Moderator: Are there studies going on right now?
Dr. Croft: Not that I am aware of. My research colleague, Michael Freeman, and I were working on a granted project several years ago which was actually part of a two-part project that was attempting to compare medical vs. chiropractic management of these whiplash cases. They did complete a pilot study, but there was a problem with the principle investigator apparently and full funding was never granted. We did finish our part of the study, but it had nothing to do with outcomes research.
Moderator: What is on the horizon as far as whiplash diagnosis and treatment are concerned?
Dr. Croft: OK, I was saying that we are currently working on a study at the University of Texas to better define the normative ranges of motion of spinal segments using video fluoroscopy. I have done research on this in the past and am a big advocate of the technology. As for developments in treatment, I don't know that we are going to make any great strides in that area any time soon. Unfortunately, my colleagues and I seem to have our hands full simply trying to prove that whiplash is a real entity. The spate of industrially-inspired "research" currently flooding the literature has made things very difficult from a public health perspective.

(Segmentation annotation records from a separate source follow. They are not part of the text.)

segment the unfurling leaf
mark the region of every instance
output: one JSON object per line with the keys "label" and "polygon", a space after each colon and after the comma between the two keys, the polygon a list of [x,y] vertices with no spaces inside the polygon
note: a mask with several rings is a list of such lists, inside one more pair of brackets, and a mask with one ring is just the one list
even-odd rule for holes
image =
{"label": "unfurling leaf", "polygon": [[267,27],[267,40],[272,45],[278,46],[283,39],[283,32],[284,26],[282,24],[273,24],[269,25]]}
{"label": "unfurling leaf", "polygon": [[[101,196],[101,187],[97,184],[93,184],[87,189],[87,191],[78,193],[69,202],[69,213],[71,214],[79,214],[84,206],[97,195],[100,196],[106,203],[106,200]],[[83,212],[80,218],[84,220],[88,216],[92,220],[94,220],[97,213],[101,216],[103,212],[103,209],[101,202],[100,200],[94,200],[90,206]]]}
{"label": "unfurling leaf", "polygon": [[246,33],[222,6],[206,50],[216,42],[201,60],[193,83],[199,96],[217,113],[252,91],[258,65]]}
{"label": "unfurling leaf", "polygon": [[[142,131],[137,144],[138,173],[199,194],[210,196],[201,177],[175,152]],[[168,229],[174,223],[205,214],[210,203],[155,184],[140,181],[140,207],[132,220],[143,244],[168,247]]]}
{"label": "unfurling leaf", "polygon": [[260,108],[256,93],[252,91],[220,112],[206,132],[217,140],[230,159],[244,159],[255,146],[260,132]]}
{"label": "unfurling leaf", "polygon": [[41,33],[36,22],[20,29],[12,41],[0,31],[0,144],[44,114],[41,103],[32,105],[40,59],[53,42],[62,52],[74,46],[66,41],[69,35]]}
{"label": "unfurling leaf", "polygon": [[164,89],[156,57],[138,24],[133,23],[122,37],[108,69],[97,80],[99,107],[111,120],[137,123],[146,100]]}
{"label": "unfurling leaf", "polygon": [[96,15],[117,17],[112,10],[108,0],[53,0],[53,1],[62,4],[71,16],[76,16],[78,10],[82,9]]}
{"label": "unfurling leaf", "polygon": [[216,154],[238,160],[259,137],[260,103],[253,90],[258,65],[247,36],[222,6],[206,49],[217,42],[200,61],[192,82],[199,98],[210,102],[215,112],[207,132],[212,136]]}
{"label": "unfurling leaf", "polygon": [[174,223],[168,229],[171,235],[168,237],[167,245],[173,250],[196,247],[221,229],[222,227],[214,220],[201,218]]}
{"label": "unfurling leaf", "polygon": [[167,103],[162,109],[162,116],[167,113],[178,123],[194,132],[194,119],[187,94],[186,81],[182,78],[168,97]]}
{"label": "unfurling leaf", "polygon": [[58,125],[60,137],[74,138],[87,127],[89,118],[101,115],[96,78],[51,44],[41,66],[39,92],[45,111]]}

Moderator: Where can WebMD's members find more information on whiplash?
Dr. Croft: They can contact me directly at [email protected] and I would be happy to try to find them what they are looking for. I have written books and many papers myself. They can also contact the Spine Research Institute of San Diego at (800) 423-9860. They can also go to www.whiplash101.com for more information.
Moderator: Well, our time is up. Thank you for being with us today, Dr. Croft! It was very informative. Any parting comments?
Dr. Croft: Thanks for having me. Maybe we can do it again some time.
Moderator: That would be great. Our guest this afternoon has been Arthur Croft, DC. Good afternoon all. Be well.